Warnungen in geschlossenen Gruppen sollen erlaubt sein

Jetzt wird der Fall zum Thema im Bundeshaus: Der SVP-Nationalrat Christian Imark fordert in einer Motion eine Anpassung des Strassenverkehrsgesetzes. Dort heisst es seit 2011: «Mit Busse wird bestraft, wer öffentlich vor behördlichen Kontrollen im Strassenverkehr warnt.» Laut Angaben der St. Galler Staatsanwaltschaft schaut man darum bei Gruppen ab 30 Personen genauer hin.

Stossend ist für Imark, dass in der Praxis auch geschlossene Gruppen als öffentlich gelten würden. Er verlangt vom Bundesrat, dass der Artikel so geändert wird, dass Warnmeldungen zu Radaren oder Polizeikontrollen in geschlossenen sozialen Gruppen (Whatsapp, Facebook, Snapchat, etc.) nicht mehr bestraft werden dürfen. Auch SVP-Chef Albert Rösti hat den Vorstoss unterzeichnet.
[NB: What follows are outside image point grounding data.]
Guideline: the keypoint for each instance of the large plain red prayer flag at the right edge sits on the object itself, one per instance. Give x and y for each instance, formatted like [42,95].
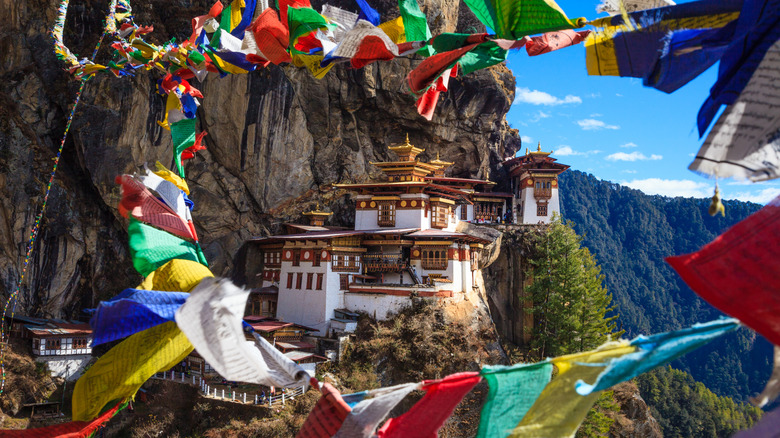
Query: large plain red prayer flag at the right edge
[738,271]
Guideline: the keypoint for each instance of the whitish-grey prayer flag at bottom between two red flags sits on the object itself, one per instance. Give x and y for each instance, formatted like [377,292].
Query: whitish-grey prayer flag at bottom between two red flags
[375,405]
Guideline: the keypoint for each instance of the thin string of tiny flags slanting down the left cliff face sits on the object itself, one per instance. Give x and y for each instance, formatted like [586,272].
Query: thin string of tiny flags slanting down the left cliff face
[36,226]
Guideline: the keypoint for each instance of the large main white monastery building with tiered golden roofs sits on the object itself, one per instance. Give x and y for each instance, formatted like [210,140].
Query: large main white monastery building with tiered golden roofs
[404,244]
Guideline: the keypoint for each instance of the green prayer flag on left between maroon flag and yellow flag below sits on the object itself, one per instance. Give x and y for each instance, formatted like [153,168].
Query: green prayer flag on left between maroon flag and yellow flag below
[152,248]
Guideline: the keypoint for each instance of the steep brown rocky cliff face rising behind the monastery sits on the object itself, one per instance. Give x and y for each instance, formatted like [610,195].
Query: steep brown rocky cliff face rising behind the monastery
[277,140]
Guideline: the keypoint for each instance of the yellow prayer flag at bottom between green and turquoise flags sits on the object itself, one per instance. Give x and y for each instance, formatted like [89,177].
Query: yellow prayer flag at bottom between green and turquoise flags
[559,410]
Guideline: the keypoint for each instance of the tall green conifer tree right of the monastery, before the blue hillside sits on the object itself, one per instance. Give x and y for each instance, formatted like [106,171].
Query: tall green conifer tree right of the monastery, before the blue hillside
[570,304]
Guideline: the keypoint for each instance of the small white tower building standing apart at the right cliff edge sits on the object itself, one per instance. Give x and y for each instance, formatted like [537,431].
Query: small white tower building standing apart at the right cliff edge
[535,186]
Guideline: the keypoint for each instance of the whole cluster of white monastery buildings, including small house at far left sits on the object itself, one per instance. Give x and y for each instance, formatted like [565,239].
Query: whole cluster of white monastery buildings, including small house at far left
[309,286]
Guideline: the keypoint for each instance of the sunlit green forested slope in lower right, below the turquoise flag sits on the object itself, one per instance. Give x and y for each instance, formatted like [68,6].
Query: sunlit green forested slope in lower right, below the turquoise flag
[685,407]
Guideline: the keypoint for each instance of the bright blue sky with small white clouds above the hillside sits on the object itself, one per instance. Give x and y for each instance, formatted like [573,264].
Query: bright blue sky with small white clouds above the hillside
[614,127]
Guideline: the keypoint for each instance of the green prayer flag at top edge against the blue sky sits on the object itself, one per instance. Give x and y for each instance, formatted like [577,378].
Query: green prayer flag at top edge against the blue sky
[514,19]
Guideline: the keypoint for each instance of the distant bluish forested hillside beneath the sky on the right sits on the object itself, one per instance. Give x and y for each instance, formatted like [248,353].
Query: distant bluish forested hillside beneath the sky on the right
[630,233]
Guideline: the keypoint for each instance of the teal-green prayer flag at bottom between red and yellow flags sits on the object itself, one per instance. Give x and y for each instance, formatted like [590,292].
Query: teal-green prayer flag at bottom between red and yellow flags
[511,393]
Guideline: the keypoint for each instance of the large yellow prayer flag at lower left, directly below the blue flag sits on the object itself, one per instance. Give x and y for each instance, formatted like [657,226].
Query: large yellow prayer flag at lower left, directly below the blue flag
[121,372]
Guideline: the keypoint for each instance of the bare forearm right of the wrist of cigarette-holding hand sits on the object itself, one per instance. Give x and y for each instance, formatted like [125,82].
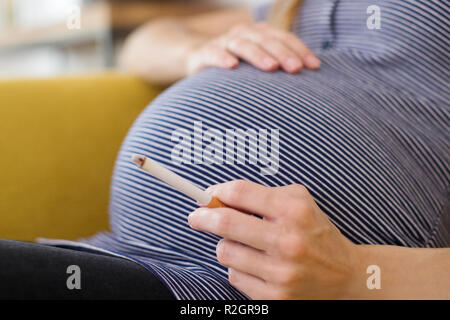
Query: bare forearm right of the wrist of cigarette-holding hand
[406,273]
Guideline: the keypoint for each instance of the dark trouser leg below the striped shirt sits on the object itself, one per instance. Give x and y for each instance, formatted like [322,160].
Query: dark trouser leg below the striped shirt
[36,271]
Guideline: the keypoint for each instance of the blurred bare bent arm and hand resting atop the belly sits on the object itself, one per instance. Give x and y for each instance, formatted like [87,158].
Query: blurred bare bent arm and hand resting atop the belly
[181,47]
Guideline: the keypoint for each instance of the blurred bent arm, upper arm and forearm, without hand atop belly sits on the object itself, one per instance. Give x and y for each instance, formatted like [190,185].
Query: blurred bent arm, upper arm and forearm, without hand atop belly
[159,50]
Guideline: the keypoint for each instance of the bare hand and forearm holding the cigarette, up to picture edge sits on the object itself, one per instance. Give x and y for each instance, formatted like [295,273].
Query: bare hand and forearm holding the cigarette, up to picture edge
[295,252]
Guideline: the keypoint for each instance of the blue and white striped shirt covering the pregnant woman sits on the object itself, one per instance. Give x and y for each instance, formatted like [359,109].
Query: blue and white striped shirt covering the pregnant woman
[368,135]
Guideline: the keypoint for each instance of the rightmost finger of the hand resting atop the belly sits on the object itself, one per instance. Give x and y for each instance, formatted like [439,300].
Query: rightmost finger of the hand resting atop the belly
[308,57]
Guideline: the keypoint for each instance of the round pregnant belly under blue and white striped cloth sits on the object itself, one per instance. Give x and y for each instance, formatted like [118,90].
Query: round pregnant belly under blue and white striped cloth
[274,129]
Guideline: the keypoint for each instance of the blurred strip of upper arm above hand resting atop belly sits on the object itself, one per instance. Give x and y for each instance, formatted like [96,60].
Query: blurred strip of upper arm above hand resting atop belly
[218,22]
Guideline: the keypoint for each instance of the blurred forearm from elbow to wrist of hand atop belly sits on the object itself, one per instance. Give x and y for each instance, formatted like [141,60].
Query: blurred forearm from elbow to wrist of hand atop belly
[157,51]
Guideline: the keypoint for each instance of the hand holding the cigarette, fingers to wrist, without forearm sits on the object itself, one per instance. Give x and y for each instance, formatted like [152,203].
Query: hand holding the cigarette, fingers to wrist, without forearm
[293,252]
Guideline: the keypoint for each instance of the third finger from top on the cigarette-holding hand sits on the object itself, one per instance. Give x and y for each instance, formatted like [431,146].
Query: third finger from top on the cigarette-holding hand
[245,259]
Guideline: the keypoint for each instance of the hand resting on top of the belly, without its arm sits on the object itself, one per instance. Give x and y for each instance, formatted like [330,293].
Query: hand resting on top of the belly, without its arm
[264,47]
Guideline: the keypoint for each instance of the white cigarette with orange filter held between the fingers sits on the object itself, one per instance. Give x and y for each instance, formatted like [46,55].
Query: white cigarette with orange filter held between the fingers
[177,182]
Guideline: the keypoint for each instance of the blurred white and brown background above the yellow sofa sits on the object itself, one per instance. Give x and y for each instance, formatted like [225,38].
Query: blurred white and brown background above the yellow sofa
[51,37]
«In anderen Ländern sind öffentliche Radar-Warnungen erlaubt»

«Es erinnert stark an Stasi-Methoden, wenn der Staat bei geschlossenen sozialen Gruppen mitlesen will. Wenn die Behörden übers Ziel hinausschiessen, müssen wir eben das Gesetz präzisieren», sagt Imark. Es liege in der persönlichen Freiheit eines Menschen, sich über Blitzer auszutauschen.

Der SVP-Mann erinnert daran, dass Radar-Warnungen in der Schweiz bis vor ein paar Jahren auch am Radio liefen und in anderen Ländern immer noch erlaubt seien. «In den Gruppen wird auch vor gefährlichen Stellen gewarnt. Und aus Sicherheitsperspektive ist es auch kein Nachteil, wenn man weiss, wo ein Radar steht.»

«Das Gesetz dient der Sicherheit»

Kein Verständnis für die Forderung hat der SP-Verkehrspolitiker Thomas Hardegger: «Es ist richtig, dass die Strafverfolgungsbehörden das Gesetz durchsetzen. Es dient der Sicherheit im Strassenverkehr.» Wenn man eine solche Gruppe installiere, lasse dies vermuten, dass man sich nur dann an die Regeln hält, wenn irgendwo ein Radarkasten steht. «Für die anderen Verkehrsteilnehmer ist ein solches Verhalten sehr gefährlich.»

Auch von «Stasi-Methoden» könne man nicht reden. «Vielleicht hat die Polizei einfach einen Hinweis auf die Gruppe bekommen.» Die SVP pflege mit dem Vorstoss den Mythos, Radarkontrollen seien nur dazu da, die Staatskassen zu füllen. Es gehe aber um die Unfallverhütung. Der Vorstoss sei reiner Populismus.